Police officers giving tickets for not speaking English. An American marathon win being questioned as not being American enough. What does it mean to be American?
From Restore Fairness blog
"Police officers giving drivers $204 tickets for not speaking English? It sounds like a rejected Monty Python sketch. Except the grim reality is that it has happened at least 39 times in Dallas since January 2007....All but one of the drivers were Hispanic."
Reporting on the issue, a New York Times editorial asks the question - is racism alive and kicking in America? If this were a one off incident, it could be an aberration. But 39 times makes it a growing pattern of injustice.
So how does one question who or who is not an American? Does it have to do with language, race, ethnicity, how long one has been in the United States - or is it about the more legal aspect of possessing citizenship.
Recently, an incredible achievement by Meb Keflezighi's, winner of Men's NYC Marathon, kicked off a number of doubts about whether this is truly an "American" achievement, or one imported in from outside.
"Meb Keflezighi, who won yesterday in New York, is technically American by virtue of him becoming a citizen in 1998, but the fact that he's not American-born takes away from the magnitude of the achievement the headline implies."
Comments from a CNBC Sports Business Reporter who half apologized in a post the next morning.
"Frankly I didn't account for the fact that virtually all of Keflezighi's running experience came as a U.S. citizen. I never said he didn't deserve to be called American."
Keflezighi came to the United States when he was 12 from war torn Eritrea. Is that enough time for him to be an American? Ironically the last American to win the marathon was also born in another country - Cuba. Alberto Salazar's comments from a New York Times article are insightful.
"What if Meb’s parents had moved to this country a year before he was born? At what point is someone truly American? Only if your family traces itself back to 1800, will it count?"
The same article talks about the racial stereotypes that seem to be emerging to the surface.
"The debate reveals what some academics say are common assumptions and stereotypes about race and sports and athletic achievement in the United States. "Race is still extremely important when you think about athletics," said David Wiggins, a professor at George Mason University who studies African-Americans and sports. "There is this notion about innate physiological gifts that certain races presumably possess. Quite frankly, I think it feeds into deep-seated stereotypes."
So are we heading for a "clash if cultures" figuring out where the identity of America lies. This Huffington Post article has a few answers.
What's been missing from our national discourse on "is it race or isn't it?" is the distinction psychologists and neuroscientists have made for over two decades between conscious and unconscious (often called "explicit vs. implicit") prejudice.

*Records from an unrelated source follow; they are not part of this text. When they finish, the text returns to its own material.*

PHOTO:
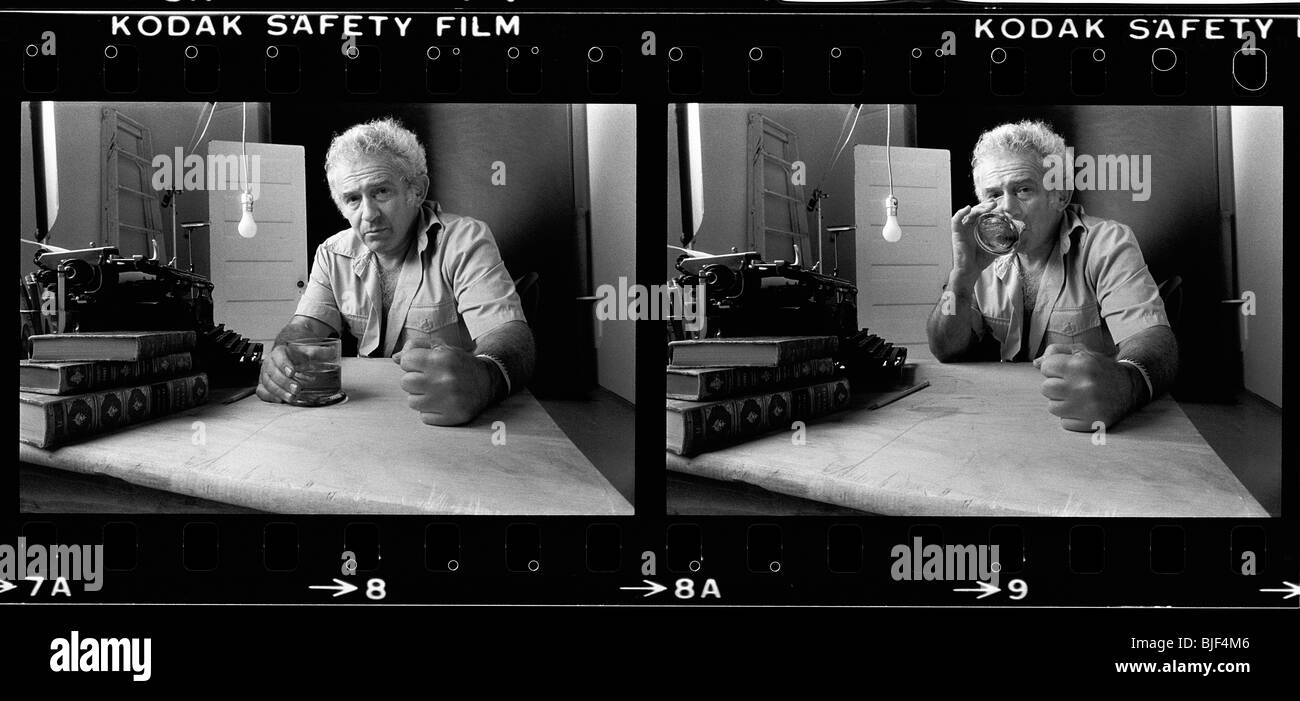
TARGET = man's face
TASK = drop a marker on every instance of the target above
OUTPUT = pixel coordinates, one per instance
(377, 202)
(1015, 182)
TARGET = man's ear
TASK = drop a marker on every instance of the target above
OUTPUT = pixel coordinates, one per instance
(419, 187)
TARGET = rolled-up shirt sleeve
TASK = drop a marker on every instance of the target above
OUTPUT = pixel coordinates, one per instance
(1127, 294)
(485, 293)
(319, 301)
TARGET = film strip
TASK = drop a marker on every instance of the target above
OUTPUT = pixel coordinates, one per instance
(557, 129)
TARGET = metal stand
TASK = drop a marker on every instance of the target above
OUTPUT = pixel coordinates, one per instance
(835, 245)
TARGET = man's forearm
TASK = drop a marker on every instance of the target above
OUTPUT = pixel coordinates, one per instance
(512, 345)
(1156, 350)
(949, 325)
(303, 327)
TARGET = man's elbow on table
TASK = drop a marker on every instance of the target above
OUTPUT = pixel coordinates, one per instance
(450, 386)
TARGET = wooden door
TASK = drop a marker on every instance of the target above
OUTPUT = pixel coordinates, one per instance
(898, 284)
(258, 281)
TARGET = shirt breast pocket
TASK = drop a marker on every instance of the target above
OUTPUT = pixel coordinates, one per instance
(997, 327)
(427, 319)
(1079, 325)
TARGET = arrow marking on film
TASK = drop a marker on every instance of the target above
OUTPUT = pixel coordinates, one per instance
(983, 587)
(1291, 589)
(342, 587)
(654, 588)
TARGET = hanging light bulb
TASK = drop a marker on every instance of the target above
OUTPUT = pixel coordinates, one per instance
(247, 226)
(892, 232)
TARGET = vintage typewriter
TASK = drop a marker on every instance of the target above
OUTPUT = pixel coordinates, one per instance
(96, 289)
(745, 295)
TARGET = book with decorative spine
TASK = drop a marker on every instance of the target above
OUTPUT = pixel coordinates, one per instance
(700, 427)
(51, 420)
(109, 345)
(82, 376)
(703, 384)
(757, 350)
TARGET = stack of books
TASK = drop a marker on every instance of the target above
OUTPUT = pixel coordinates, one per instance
(82, 384)
(728, 390)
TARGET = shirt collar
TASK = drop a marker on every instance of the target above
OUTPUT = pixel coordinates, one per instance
(1071, 220)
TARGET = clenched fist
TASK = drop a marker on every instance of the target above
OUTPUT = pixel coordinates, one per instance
(446, 385)
(1084, 386)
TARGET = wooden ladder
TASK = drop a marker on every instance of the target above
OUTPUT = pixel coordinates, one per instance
(126, 142)
(778, 210)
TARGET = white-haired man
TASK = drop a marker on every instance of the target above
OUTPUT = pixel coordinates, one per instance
(1074, 295)
(408, 281)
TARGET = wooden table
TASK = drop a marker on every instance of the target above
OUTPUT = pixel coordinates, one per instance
(369, 454)
(979, 442)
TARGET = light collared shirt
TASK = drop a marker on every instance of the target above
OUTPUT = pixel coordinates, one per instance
(453, 286)
(1095, 290)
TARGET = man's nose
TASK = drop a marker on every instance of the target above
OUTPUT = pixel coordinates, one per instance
(1008, 203)
(369, 211)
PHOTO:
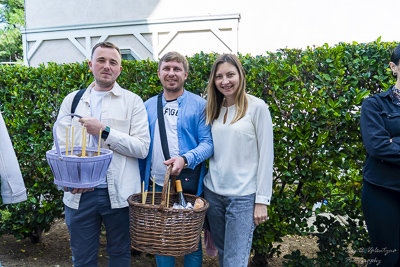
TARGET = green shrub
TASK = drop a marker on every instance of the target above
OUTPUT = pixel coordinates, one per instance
(314, 96)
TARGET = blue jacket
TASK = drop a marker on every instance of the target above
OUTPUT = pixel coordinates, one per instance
(194, 137)
(380, 131)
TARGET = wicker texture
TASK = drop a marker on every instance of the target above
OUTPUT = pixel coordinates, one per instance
(158, 230)
(78, 172)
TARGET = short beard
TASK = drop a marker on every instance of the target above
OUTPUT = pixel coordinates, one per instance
(105, 85)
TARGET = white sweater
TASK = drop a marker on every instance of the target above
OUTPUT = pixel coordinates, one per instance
(243, 153)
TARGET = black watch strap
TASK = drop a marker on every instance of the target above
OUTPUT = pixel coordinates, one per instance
(186, 163)
(105, 133)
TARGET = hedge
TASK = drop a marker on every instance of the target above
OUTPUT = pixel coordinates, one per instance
(314, 96)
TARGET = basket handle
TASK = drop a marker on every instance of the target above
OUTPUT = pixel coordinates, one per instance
(165, 188)
(60, 156)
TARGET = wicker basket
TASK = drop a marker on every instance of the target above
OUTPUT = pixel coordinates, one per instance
(159, 230)
(78, 172)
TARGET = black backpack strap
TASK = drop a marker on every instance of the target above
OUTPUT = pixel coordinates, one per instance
(161, 127)
(75, 102)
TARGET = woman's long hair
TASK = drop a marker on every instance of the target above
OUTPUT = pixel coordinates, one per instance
(215, 98)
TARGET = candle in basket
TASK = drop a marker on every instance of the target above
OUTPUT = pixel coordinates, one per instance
(98, 152)
(72, 140)
(181, 198)
(66, 141)
(169, 190)
(154, 188)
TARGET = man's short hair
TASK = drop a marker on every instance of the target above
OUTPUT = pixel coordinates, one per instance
(106, 45)
(174, 56)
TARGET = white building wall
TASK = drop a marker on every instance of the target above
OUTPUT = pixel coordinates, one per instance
(264, 25)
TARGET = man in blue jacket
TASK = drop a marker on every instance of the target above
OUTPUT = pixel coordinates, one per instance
(189, 139)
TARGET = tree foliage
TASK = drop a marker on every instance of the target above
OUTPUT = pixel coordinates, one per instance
(13, 17)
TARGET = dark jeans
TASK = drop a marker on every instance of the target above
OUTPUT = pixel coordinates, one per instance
(381, 208)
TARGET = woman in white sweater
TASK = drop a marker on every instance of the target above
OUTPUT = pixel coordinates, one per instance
(239, 182)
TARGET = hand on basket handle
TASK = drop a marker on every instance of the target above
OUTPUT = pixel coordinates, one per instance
(77, 190)
(92, 125)
(177, 165)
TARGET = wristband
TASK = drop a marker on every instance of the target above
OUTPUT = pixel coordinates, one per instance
(186, 163)
(105, 133)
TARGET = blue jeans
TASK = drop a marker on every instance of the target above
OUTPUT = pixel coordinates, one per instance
(231, 222)
(194, 259)
(84, 226)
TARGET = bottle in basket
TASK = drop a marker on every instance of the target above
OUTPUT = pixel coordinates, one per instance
(181, 198)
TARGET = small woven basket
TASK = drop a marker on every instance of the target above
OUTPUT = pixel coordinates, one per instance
(161, 230)
(78, 172)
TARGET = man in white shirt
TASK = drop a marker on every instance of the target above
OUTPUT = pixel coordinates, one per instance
(189, 139)
(121, 116)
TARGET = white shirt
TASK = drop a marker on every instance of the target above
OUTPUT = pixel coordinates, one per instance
(96, 97)
(129, 139)
(243, 153)
(158, 168)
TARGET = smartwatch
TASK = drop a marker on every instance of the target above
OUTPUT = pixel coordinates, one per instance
(105, 133)
(185, 159)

Asking what the difference may have been if over the last 25 years, a half million Englishmen a year had entered the U.S., it wonders if
"what turns up the volume on Americans' feelings about immigration is that immigrants are not white, English-speakers from London but brown-skinned Mexicans who may not speak our language well and don't share our Anglo-American culture."
Demographers now place it around 2040 when whites may be in the minority in the U.S. And so it seems, the best way to deal with this reality may be -
"There's nothing shameful about admitting that you're among the majority of Americans - of every color - who has sometimes judged another person on the color his skin instead of the content of his character - and then realized it wasn't fair. The best antidote to unconscious bias is self-reflection. And the best way to foster that self-reflection is through telling the truth in a way that doesn't make people defensive or point fingers - except at those who wear their prejudice proudly and deserve our scorn."